Introduction
As Microsoft Cloud Solution Architects, we get asked by Businesses, IT Managers and Cybersecurity Experts to accurately report on the Vulnerabilities and CVEs in our environments. This could be as easy as just deploying Endpoint Protection updates or as advanced as deploying every category and 3rd Party Updates using Microsoft Defender for Endpoint.
Vulnerability Management Dashboard: Microsoft Defender for Endpoint
This Spring release involves implementing a cloud-based reporting and visualization solution that brings exposure to active threats into sharp focus. It is intended to provide value to IT Leaders, Stakeholders, Security & Compliance teams, and Operations Teams that are responsible for mitigating CVE documented risks. The reports provide rich drill throughs that enable full understanding of an organization's current data and trends. The data is sourced from Microsoft Defender for Endpoint using API calls, stored in a small serverless Azure SQL instance, and can be accessed from anywhere on any device.
Outcomes
Dashboard with a summary view that shows CVE vulnerability status for the current month, the previous month, and all prior. These views refresh daily on a desired scheduled time frame.

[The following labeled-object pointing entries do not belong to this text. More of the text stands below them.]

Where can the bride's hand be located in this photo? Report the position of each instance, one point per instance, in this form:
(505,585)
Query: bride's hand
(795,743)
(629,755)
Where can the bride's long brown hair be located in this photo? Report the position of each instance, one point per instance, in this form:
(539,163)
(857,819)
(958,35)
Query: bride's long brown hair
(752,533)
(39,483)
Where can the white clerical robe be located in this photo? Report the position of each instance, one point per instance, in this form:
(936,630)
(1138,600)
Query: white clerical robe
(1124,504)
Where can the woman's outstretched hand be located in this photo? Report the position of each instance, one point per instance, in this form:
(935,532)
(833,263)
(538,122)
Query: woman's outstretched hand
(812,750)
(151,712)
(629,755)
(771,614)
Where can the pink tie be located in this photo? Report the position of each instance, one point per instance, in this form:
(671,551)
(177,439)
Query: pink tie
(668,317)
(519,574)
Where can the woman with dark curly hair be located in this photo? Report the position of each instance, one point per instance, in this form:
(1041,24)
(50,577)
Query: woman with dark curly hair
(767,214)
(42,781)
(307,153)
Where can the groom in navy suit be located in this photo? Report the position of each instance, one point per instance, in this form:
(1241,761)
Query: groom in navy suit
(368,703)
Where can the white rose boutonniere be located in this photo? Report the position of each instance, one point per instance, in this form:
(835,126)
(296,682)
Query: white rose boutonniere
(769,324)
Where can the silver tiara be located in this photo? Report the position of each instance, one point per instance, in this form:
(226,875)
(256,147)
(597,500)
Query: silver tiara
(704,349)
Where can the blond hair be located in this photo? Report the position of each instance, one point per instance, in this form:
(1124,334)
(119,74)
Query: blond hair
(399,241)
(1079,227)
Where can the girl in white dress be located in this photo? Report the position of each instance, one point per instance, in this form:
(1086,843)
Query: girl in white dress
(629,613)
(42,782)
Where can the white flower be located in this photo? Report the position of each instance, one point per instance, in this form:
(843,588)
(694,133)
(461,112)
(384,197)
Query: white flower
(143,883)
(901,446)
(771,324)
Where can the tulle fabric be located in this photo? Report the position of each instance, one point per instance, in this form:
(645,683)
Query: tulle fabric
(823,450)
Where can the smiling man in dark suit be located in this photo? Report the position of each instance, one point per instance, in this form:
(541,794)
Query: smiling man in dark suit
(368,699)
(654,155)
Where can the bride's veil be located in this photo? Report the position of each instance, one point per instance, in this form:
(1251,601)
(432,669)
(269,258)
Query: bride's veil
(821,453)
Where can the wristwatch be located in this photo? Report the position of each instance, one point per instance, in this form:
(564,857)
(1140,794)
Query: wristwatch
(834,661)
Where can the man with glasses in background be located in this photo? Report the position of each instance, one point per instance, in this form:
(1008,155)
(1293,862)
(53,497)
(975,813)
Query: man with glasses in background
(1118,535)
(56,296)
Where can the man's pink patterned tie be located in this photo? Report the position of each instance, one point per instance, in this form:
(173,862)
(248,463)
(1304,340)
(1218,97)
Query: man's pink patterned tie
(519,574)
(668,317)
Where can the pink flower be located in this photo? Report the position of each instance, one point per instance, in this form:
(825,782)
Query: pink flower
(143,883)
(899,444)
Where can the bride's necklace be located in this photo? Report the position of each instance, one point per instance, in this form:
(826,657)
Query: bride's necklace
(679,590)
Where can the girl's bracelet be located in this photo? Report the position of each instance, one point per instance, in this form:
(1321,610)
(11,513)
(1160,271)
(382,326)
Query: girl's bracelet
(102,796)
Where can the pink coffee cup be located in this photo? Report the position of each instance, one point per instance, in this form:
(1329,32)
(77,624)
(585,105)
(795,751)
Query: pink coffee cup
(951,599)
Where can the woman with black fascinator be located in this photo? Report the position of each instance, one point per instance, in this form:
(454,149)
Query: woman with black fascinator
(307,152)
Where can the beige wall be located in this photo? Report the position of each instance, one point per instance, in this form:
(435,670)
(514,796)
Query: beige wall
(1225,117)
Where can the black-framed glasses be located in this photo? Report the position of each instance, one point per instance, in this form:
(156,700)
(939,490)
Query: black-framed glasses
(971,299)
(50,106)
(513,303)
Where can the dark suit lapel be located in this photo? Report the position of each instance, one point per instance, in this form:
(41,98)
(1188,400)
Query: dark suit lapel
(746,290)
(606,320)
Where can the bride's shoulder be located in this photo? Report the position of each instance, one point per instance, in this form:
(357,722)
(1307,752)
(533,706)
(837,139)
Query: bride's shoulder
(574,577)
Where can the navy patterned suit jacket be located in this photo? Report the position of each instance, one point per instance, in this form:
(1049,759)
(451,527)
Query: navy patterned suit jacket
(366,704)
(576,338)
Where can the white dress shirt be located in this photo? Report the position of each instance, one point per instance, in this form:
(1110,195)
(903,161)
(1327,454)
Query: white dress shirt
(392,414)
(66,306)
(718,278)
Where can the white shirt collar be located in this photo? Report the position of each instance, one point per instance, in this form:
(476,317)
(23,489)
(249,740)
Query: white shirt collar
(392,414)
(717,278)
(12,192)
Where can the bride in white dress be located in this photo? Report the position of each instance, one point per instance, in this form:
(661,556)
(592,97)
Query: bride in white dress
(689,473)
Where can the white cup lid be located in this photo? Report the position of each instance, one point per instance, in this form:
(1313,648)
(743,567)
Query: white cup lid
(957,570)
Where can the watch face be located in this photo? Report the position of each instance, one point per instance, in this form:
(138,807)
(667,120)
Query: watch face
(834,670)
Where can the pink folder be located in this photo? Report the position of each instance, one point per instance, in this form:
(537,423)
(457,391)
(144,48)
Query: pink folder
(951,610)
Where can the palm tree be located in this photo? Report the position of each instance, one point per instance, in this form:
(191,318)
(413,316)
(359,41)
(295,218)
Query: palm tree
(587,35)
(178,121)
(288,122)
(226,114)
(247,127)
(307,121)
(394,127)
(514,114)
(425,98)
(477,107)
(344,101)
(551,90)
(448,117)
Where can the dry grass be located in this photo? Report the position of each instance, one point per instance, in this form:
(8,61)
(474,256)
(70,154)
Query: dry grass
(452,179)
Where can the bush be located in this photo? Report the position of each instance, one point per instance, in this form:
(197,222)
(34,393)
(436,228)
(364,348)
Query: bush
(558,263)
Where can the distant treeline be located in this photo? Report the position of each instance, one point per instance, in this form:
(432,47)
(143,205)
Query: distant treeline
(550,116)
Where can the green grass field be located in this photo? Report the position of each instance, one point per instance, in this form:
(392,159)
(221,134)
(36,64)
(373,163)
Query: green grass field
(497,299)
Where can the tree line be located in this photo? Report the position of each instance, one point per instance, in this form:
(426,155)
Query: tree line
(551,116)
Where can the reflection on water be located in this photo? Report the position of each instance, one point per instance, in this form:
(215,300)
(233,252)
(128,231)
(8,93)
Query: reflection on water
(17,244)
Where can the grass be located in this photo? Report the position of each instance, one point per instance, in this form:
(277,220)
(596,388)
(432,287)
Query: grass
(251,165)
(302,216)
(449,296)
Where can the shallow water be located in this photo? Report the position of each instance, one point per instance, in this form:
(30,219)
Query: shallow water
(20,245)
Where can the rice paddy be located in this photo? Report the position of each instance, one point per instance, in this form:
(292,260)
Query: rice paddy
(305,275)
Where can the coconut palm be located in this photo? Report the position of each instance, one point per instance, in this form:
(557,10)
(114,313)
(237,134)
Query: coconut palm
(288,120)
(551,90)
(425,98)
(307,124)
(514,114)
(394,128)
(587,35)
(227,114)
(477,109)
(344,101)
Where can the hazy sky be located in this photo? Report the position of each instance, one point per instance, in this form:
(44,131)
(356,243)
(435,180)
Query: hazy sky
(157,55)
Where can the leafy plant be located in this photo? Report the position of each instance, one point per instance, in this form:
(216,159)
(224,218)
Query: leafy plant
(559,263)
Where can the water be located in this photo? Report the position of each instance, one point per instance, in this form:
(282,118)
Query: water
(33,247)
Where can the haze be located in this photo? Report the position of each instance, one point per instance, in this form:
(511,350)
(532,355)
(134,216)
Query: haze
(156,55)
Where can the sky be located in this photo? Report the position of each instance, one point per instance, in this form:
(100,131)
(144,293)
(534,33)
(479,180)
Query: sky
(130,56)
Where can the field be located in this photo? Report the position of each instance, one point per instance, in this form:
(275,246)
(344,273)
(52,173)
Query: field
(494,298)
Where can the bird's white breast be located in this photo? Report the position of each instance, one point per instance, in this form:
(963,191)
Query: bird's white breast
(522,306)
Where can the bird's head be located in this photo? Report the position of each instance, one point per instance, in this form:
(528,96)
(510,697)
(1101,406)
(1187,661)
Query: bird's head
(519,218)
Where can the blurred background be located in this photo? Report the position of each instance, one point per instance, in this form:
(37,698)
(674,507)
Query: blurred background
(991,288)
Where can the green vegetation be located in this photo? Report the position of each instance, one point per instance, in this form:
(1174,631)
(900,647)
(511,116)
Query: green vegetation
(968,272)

Customization options to exclude specific CVEs and classes of vulnerabilities.
Cloud installation that creates a small Azure serverless SQL instance, an Azure Automation Account, and an Azure Service Principal.
The Report
The report features 8 main pages to use as a starting point, with additional subpages and drill-ins to allow you to get the information the way you need to see it.
Summary - View device compliance against CVEs, grouped by the last 3 monthly release cycles. Drill into devices with a specific status in a specific period to get a detailed list of devices and which CVEs have open vulnerabilities currently.